Press Releases

WASHINGTON – U.S. Sen. Mark R. Warner (D-VA), Vice Chairman of the Senate Select Committee on Intelligence and member of the Senate Committee on Banking, Housing, and Urban Affairs, issued a statement today on the inclusion of his Improving Laundering Laws and Increasing Comprehensive Information Tracking of Criminal Activity in Shell Holdings (ILLICIT CASH) Act in this year’s National Defense Authorization Act (NDAA). The bipartisan ILLICIT CASH Act seeks to improve corporate transparency, strengthen national security, and help law enforcement combat illicit financial activity being carried out by terrorists, drug and human traffickers, and other criminals.

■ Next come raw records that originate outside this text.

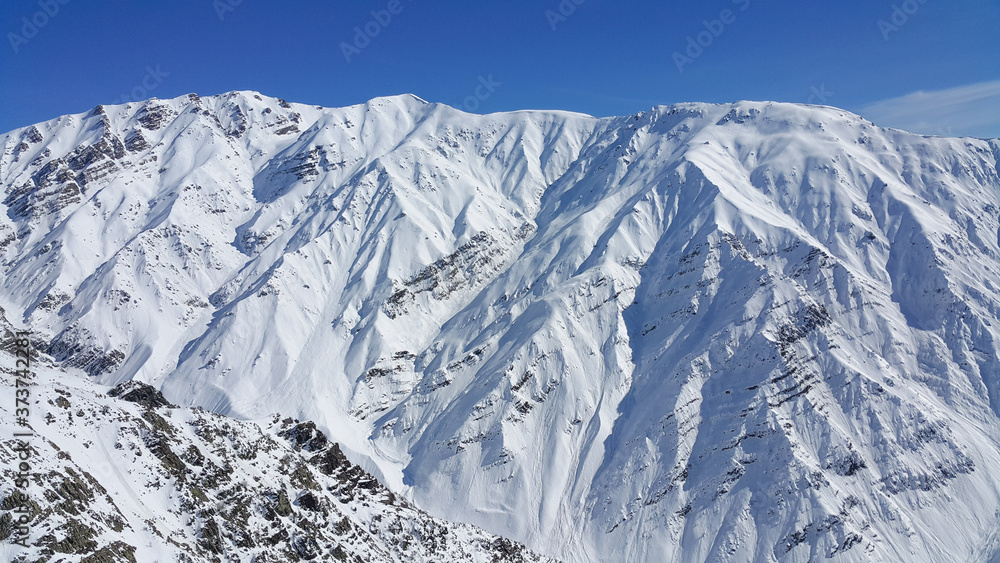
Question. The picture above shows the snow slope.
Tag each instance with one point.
(133, 478)
(749, 331)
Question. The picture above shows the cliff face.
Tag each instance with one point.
(122, 475)
(751, 331)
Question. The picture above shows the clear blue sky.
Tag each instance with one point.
(600, 57)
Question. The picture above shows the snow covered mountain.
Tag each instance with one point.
(750, 331)
(132, 478)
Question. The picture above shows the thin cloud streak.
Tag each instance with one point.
(972, 110)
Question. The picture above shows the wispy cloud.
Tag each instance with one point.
(972, 110)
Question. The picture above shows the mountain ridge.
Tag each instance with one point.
(600, 330)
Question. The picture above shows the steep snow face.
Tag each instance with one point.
(736, 332)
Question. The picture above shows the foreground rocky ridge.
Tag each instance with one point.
(134, 478)
(736, 332)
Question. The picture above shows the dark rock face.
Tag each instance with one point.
(141, 393)
(305, 436)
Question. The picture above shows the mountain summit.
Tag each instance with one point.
(706, 332)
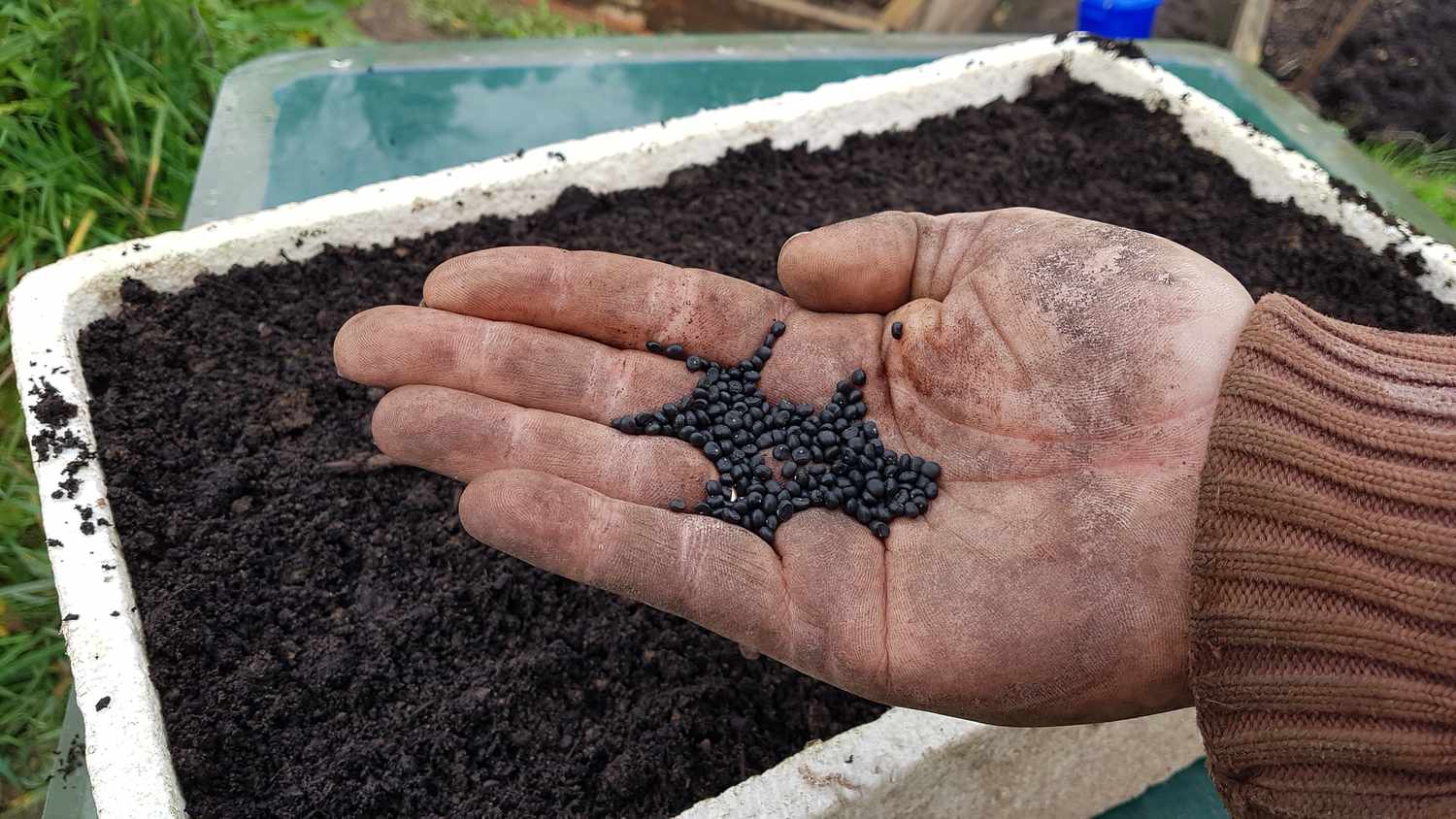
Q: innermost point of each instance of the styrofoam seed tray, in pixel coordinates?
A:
(905, 764)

“It is past time to put an end to the secrecy that allows drug cartels, human traffickers, arms dealers, terrorists and kleptocrats to exploit the United States’ banking system in order to carry out anti-American activities. That’s why I’m pleased to know that this year’s defense funding bill will include the ILLICIT CASH Act – legislation I introduced to combat money laundering and terrorist financing,” said Sen. Warner. “As the Vice Chairman of the Senate Intelligence Committee, I know that the current holes in our financial system pose a serious threat to national security. The ILLICIT CASH Act will seek to patch those holes by increasing corporate transparency requirements and handing our federal agencies the 21st century tools they need to combat these 21st century threats.”

Sen. Warner introduced the ILLICIT CASH Act in September of 2019 and has been championing it ever since. The legislation will, for the first time, require that shell companies – often used as fronts for criminal activity – disclose their true owners to the U.S. Department of Treasury. It will also update decades-old anti-money laundering (AML) and combating the financing of terrorism (CFT) policies by giving Treasury and law enforcement the tools they need to fight criminal networks. This includes improving overall communication between law enforcement, financial institutions, and regulators, and facilitating the adoption of critical 21st century technologies.

Joining Sen. Warner in introducing this legislation were Senate Banking Committee members Tom Cotton (R-AR), Doug Jones (D-AL), Mike Rounds (R-SD), Bob Menendez (D-NJ), John Kennedy (R-LA), Catherine Cortez Masto (D-NV), and Jerry Moran (R-KS).